Les portées. Dans leur passage sous bois, les animaux laissent des traces dans le fourré même, soit en cassant des brindilles de bois mort, en dérangeant les branches vertes, les ronces, en mettant parfois de la boue sur les feuilles qu’ils frôlent. Ces indications, placées à différentes hauteurs, permettent au veneur exercé d’évaluer la taille de l’animal qu’il travaille et viendront corroborer les connaissances acquises par l’examen du pied ; cependant ces indications sont assez peu exactes et plutôt accessoires ; elles sont de plus assez difficiles à déceler.

En examinant les pieds des animaux représentés, on s’aperçoit que le pied d’un vieux cerf est très arrondi, les pinces sont très fermées, le talon très large, les os sont gros et très près du talon.
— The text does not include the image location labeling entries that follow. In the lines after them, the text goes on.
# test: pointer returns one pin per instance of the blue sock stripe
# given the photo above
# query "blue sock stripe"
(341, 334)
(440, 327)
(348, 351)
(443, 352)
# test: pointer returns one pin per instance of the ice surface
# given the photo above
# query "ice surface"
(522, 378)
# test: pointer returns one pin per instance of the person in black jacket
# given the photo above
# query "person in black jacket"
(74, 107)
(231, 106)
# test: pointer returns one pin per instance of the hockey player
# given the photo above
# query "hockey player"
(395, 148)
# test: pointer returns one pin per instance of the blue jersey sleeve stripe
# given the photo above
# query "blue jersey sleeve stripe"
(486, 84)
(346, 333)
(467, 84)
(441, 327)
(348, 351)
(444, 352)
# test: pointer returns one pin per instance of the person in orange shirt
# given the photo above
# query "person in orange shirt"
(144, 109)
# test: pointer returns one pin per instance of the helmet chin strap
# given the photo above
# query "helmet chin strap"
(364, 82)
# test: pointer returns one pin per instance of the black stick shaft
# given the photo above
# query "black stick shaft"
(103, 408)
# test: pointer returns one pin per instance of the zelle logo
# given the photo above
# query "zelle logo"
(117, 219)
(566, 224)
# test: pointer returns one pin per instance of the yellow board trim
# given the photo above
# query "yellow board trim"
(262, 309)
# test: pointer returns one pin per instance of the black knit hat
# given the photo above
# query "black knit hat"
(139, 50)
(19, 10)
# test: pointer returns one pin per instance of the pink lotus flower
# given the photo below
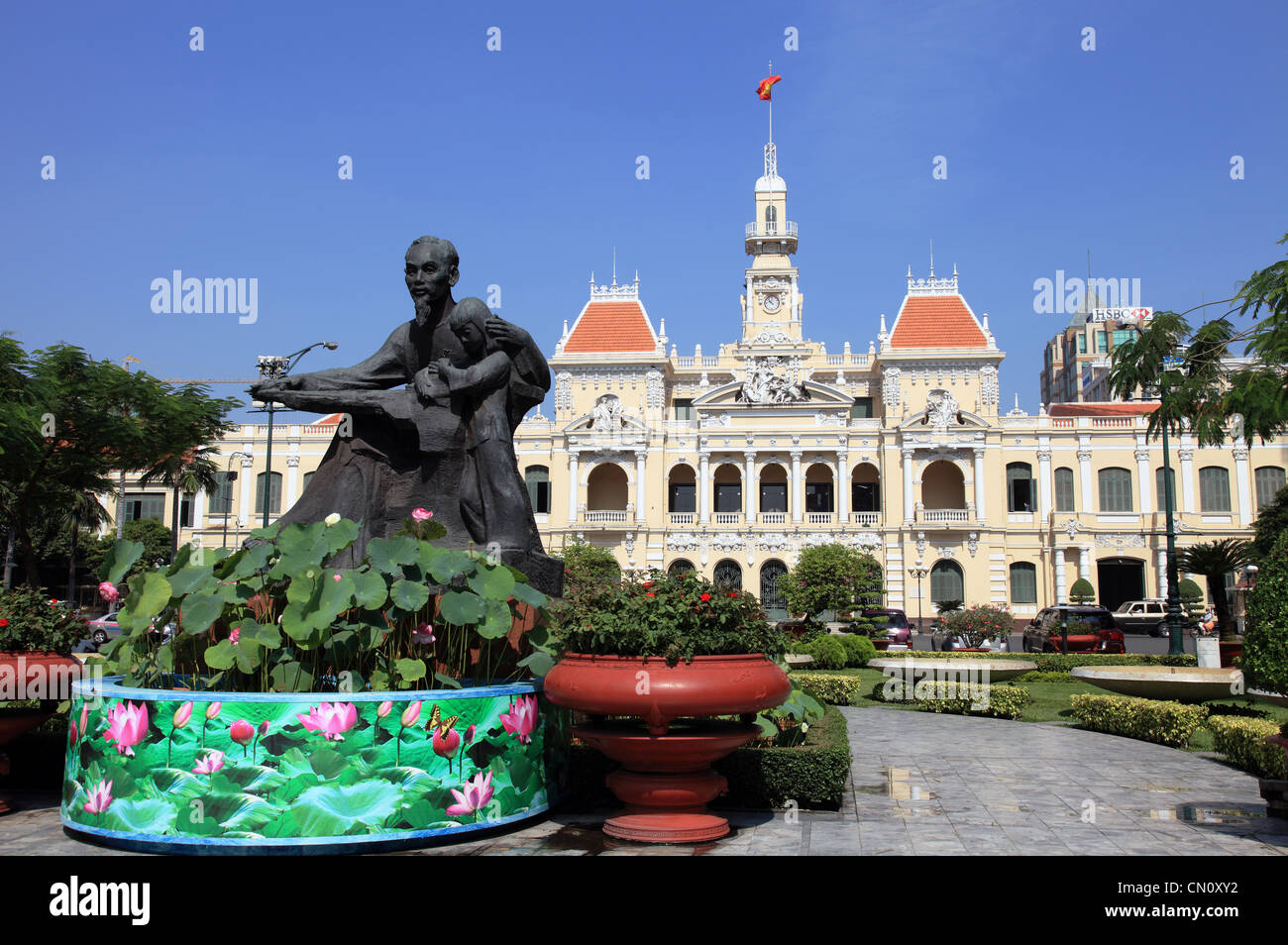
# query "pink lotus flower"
(331, 720)
(478, 791)
(445, 743)
(522, 718)
(99, 798)
(210, 764)
(127, 725)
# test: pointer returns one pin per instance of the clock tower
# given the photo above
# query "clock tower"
(772, 305)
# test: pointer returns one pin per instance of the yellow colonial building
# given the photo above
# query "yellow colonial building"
(732, 461)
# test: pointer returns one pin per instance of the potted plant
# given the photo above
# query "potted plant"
(300, 705)
(37, 639)
(675, 653)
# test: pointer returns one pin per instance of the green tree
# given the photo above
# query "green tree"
(1082, 592)
(71, 422)
(1214, 561)
(1205, 391)
(831, 577)
(1271, 522)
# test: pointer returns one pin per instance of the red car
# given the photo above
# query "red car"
(1087, 628)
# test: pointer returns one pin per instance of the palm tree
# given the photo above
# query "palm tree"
(1214, 561)
(189, 472)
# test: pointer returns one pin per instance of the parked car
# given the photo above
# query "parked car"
(1090, 630)
(1146, 615)
(896, 623)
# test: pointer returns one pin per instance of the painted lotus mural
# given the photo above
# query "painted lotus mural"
(278, 770)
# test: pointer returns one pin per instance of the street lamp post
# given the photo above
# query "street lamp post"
(273, 368)
(230, 476)
(1175, 621)
(917, 575)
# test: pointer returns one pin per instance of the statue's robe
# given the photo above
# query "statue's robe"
(404, 452)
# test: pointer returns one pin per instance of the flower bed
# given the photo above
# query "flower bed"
(158, 770)
(1149, 720)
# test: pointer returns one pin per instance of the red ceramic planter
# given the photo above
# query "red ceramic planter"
(666, 777)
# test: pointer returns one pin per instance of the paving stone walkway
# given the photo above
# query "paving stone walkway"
(922, 785)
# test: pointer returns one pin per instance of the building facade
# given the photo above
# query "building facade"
(733, 461)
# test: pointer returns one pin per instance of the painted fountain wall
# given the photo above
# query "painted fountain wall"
(200, 772)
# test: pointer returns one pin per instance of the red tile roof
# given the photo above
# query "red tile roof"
(617, 326)
(936, 321)
(1102, 409)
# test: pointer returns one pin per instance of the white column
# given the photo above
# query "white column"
(640, 493)
(248, 498)
(704, 486)
(1188, 477)
(1046, 486)
(572, 485)
(842, 488)
(907, 485)
(1060, 587)
(980, 486)
(1086, 499)
(1146, 502)
(798, 488)
(1244, 484)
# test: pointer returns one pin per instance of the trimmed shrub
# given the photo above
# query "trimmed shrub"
(858, 649)
(1149, 720)
(1265, 641)
(828, 652)
(835, 690)
(1243, 743)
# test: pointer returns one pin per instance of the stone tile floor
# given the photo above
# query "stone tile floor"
(922, 785)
Le pied de derrière est presque aussi gros que celui de devant et, dans ses allures, vient se placer très en arrière.

Le dix-cors a les mêmes caractéristiques, mais moins accusées. Les os s’éloignent l’un de l’autre ; les allures sont longues et le pied de derrière couvre légèrement celui de devant.

Un jeune cerf, au contraire, a les pinces plus pointues, plus ouvertes, moins grosses, les côtés sont moins usés, les os peu ou pas marqués et assez loin du talon. En marchant, le pied de derrière vient couvrir celui de devant, il le dépasse parfois sensiblement.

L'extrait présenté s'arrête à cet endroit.